April 20, 2000 |   Geir Moulson

ASSOCIATED PRESS

GENEVA, Switzerland - The United States failed yesterday in its latest effort to have China's human-rights record censured by the United Nations. However, Cuba, Iran and Iraq found themselves under scrutiny.

The United Nations' 53-nation Commission on Human Rights voted 22-18 for a "no action" motion proposed by Beijing to block discussion of a U.S. resolution critical of the situation in China. Twelve nations abstained and one was absent.

Developing countries, many of them African or Asian, rallied to Beijing's cause, as they did in eight previous years. But the United States said that it succeeded in drawing attention to China's record and that the margin of the vote was the narrowest in five years.

"It pokes a hole in the aura of immunity that only China has enjoyed and conveys a sense that all nations have to look to the commission before they confront their own people," U.S. Assistant Secretary of State Harold Koh said.

China applauded the U.N. decision. Attempts by the United States to censure it "can lead nowhere but self-isolation and self-defeat," a Chinese Foreign Ministry spokesman, Sun Yuxi, said in remarks carried by China's official Xinhua news agency.

"The human-rights situation in China is the best ever in the country's history," Sun said.

The vote came after weeks of intense lobbying by both sides. The U.S. text protested increased restrictions on Tibetans and the "harsh crackdown" on political opposition. It noted repression of the Falun Gong spiritual movement.

Meanwhile, the U.N. panel censured Cuba for the second consecutive year, voting 21-18 to criticize it for "the continued violation of human rights and fundamental freedoms." Fourteen members abstained.

Cuba accused Washington of being the driving force behind the action. Ambassador Carlos Amat said U.S. officials "once again wielded the strings of their occasional puppets," referring to the Czech Republic and Poland, which proposed the motion.

In another narrow vote, the commission kept Iran under scrutiny for human-rights abuses, even though it accepted that progress had been made. The resolution passed 22-20, with 11 abstentions.

Delegates had less sympathy for neighboring Iraq, which they condemned for its "all-pervasive repression and oppression." No nation supported Baghdad, although 21 abstained.

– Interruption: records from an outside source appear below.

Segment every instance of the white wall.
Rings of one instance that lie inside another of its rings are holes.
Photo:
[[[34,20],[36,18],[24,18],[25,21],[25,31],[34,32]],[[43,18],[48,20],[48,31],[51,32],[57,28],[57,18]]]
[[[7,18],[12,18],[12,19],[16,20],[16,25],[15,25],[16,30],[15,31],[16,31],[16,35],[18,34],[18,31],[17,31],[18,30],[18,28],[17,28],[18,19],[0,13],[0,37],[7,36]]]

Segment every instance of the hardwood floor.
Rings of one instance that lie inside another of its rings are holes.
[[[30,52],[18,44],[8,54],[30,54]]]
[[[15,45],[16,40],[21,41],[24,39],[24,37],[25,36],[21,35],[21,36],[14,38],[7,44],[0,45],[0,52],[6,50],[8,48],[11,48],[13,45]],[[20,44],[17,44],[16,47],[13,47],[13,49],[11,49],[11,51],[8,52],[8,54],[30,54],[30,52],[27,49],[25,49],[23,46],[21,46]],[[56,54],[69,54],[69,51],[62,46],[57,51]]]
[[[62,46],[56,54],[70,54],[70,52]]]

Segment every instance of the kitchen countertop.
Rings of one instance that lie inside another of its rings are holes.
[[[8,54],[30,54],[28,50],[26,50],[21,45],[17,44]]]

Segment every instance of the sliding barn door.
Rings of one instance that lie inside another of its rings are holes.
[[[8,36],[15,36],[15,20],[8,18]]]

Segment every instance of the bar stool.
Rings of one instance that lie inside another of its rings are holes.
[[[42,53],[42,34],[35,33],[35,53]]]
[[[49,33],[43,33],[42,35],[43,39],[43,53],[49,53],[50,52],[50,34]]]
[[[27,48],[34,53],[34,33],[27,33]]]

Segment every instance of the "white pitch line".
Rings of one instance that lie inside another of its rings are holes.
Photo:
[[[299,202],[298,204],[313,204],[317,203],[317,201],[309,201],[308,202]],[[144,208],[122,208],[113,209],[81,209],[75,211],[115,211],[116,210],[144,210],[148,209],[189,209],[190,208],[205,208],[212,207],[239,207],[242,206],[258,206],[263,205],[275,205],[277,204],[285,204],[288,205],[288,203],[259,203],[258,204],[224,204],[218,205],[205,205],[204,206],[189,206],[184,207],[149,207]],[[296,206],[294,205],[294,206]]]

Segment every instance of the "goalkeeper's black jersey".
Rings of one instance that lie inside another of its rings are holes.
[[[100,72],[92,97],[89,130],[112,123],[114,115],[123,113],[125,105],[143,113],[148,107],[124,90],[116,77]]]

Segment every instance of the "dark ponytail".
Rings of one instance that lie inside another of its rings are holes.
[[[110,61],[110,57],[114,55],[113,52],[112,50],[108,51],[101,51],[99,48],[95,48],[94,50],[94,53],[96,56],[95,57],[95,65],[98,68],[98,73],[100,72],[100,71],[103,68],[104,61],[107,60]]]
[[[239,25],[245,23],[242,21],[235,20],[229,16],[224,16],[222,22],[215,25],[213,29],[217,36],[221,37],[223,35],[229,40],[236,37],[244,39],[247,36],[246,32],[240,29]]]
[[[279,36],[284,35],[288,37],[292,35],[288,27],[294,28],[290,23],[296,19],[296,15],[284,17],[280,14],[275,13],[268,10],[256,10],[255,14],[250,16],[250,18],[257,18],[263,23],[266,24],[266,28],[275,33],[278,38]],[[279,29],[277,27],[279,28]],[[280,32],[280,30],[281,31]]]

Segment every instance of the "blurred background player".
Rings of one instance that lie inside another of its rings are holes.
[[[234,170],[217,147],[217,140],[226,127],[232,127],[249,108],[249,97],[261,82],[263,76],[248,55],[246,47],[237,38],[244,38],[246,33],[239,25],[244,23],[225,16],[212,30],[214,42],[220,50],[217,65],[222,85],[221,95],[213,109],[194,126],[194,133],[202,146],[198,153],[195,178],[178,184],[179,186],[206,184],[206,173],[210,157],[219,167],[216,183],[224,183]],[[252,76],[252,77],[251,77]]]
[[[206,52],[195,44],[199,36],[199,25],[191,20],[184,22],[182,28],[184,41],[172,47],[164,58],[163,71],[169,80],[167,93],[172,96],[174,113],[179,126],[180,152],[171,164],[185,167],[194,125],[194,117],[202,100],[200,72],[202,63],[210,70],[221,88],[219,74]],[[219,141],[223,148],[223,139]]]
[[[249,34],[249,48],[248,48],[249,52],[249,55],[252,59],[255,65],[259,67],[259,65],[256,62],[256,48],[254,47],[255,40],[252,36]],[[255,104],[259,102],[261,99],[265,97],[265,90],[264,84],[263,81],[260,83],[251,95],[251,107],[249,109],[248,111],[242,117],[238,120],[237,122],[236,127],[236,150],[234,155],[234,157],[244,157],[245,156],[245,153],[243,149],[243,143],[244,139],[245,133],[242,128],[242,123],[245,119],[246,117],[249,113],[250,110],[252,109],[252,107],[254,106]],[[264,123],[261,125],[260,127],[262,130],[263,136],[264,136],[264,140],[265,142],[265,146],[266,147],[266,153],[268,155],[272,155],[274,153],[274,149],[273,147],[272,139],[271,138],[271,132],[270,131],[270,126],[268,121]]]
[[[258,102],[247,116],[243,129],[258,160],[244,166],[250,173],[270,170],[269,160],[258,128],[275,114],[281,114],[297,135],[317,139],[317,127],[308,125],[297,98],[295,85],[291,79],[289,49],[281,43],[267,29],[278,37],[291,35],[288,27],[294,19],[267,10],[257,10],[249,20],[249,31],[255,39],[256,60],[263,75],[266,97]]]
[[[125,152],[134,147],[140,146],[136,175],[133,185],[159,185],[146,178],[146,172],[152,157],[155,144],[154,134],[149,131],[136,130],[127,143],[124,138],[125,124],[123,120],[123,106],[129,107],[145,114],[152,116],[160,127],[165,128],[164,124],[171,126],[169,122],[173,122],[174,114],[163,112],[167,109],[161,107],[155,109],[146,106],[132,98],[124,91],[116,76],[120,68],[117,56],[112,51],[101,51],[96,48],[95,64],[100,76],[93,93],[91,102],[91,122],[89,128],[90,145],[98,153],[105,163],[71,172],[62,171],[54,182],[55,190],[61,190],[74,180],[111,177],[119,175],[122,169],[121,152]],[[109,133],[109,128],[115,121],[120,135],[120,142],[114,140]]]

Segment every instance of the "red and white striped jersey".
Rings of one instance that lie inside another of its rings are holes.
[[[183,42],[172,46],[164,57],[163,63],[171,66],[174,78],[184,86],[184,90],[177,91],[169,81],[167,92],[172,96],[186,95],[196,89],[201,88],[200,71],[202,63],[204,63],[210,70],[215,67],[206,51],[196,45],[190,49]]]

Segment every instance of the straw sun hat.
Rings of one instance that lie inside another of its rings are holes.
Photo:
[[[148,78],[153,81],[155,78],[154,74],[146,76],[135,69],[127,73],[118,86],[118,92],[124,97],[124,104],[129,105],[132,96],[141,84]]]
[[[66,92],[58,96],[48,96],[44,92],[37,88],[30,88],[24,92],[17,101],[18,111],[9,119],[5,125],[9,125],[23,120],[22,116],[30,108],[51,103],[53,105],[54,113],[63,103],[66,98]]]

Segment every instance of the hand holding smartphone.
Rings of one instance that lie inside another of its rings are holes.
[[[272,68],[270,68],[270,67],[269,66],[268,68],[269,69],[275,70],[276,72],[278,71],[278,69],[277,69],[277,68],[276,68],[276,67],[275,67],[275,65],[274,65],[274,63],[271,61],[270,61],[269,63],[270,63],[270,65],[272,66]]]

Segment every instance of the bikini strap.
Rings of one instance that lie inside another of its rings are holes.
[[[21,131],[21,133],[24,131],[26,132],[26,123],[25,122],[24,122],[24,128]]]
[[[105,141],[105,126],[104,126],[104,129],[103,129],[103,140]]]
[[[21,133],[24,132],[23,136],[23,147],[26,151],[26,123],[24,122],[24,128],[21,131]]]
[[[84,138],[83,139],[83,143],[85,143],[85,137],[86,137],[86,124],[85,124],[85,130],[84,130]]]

They agreed without a vote to condemn "the continuing pattern of gross and systematic violations of human rights in Myanmar," also known as Burma, and expressed concern over abuses in Sudan.

With opposition only from Russia, the panel attacked Yugoslavia's repression of the media and the political opposition, arbitrary administration of justice, and discrimination and violence against ethnic minorities.